Subject: File Number S7-08-09

June 12, 2009

Mrs. Elizabeth Murphy
Secretary, Securities and Exchange Commission
100 F Street, NE
Washington DC, 20549-1090

File Number S7-08-09

This letter is in reference to File Number S7-08-09

Short selling is an integral part of an efficient marketplace. It allows market participants to express their view that an asset is overpriced. Without this, the market would be inherently biased towards one side. This would allow asset prices to become even more inefficient. If there are no restrictions that limit the upside of the price of an asset, it is only fair to institute those same guidelines to the downside.

From a short term perspective these restrictions also will increase market volatility and decrease liquidity. Implementing restrictions on short selling will cause prices sought between buyers and sellers to substantially widen. Short sellers must buy back the stock they borrowed, creating bids for other market participants to use as liquidity. This also creates a zero net effect for short sellers. Yet, without shorts sellers able to freely offer and buy the stock back, overall market liquidity is hurt. While the goal is to stop the precipitous drop in asset prices, the equivalent can be done through the various derivative markets. Thus, the restrictions then do not accomplish anything but further cause more harm than good.

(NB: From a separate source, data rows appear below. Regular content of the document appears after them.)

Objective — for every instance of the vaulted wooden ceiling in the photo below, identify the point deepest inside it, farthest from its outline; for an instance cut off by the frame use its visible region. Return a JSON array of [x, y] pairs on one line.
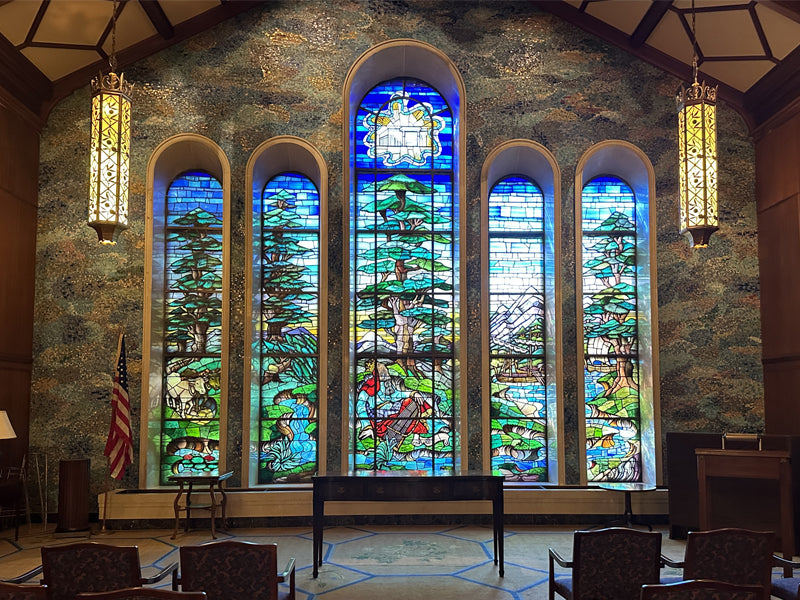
[[751, 48]]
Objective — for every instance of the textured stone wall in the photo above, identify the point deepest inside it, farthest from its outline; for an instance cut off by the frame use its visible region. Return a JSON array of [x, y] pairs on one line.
[[280, 69]]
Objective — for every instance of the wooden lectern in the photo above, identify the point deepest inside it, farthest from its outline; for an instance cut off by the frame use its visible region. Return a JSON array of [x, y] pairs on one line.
[[770, 465]]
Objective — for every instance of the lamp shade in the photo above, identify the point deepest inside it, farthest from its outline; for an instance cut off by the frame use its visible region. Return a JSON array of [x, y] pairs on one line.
[[697, 141], [109, 170], [6, 430]]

Short selling is also used as "hedging" for many companies. This can be critical for businesses to protect their exposure and minimize risk. There must be a willing counterparty (speculator) to take the other side of the transaction. It is important to foster this equilibrium between participants in order to minimize volatility and promote a transparent marketplace.

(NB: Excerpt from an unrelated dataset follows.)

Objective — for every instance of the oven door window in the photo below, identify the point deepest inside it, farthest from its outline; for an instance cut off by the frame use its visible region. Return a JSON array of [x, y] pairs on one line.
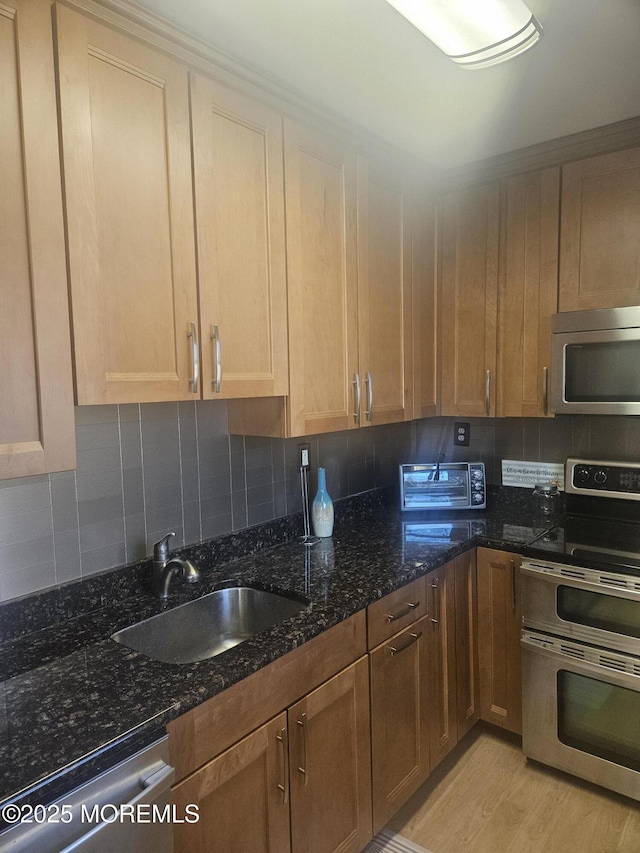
[[599, 718], [596, 610]]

Short selling does not wipe out companies or create "bear raids," mismanagement of the company does. To implement restrictions on a market participant for a belief that an asset is overpriced represents a gross atrocity to our free market system. The market is a constant tug-of-war between investors, traders, speculators, and hedgers, but to restrict the movement of one side shows how unfair the entire system can become.

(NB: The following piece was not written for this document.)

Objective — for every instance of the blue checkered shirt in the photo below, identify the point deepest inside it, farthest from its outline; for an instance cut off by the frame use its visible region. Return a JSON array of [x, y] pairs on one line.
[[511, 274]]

If it was such a simple matter of speculators pushing down asset prices, all while profiting from the destruction of the company; I'm surprised this strategy was limited only to a small amount of financial firms. The reason why this strategy does not work on simply any equity or asset is because this is a free market. Evidence further showed that the demise of many of the financial firms had little to do with short selling. Overall, it was the management that created these balance sheets. The marketplace does not need fixing. It is the underlying companies, where management was allowed to take excessive amounts of risk and create unstable balance sheets with high amounts of leverage. Therefore there is no positive outcome in instituting any short sale restrictions as the problems will still be inherent in our system.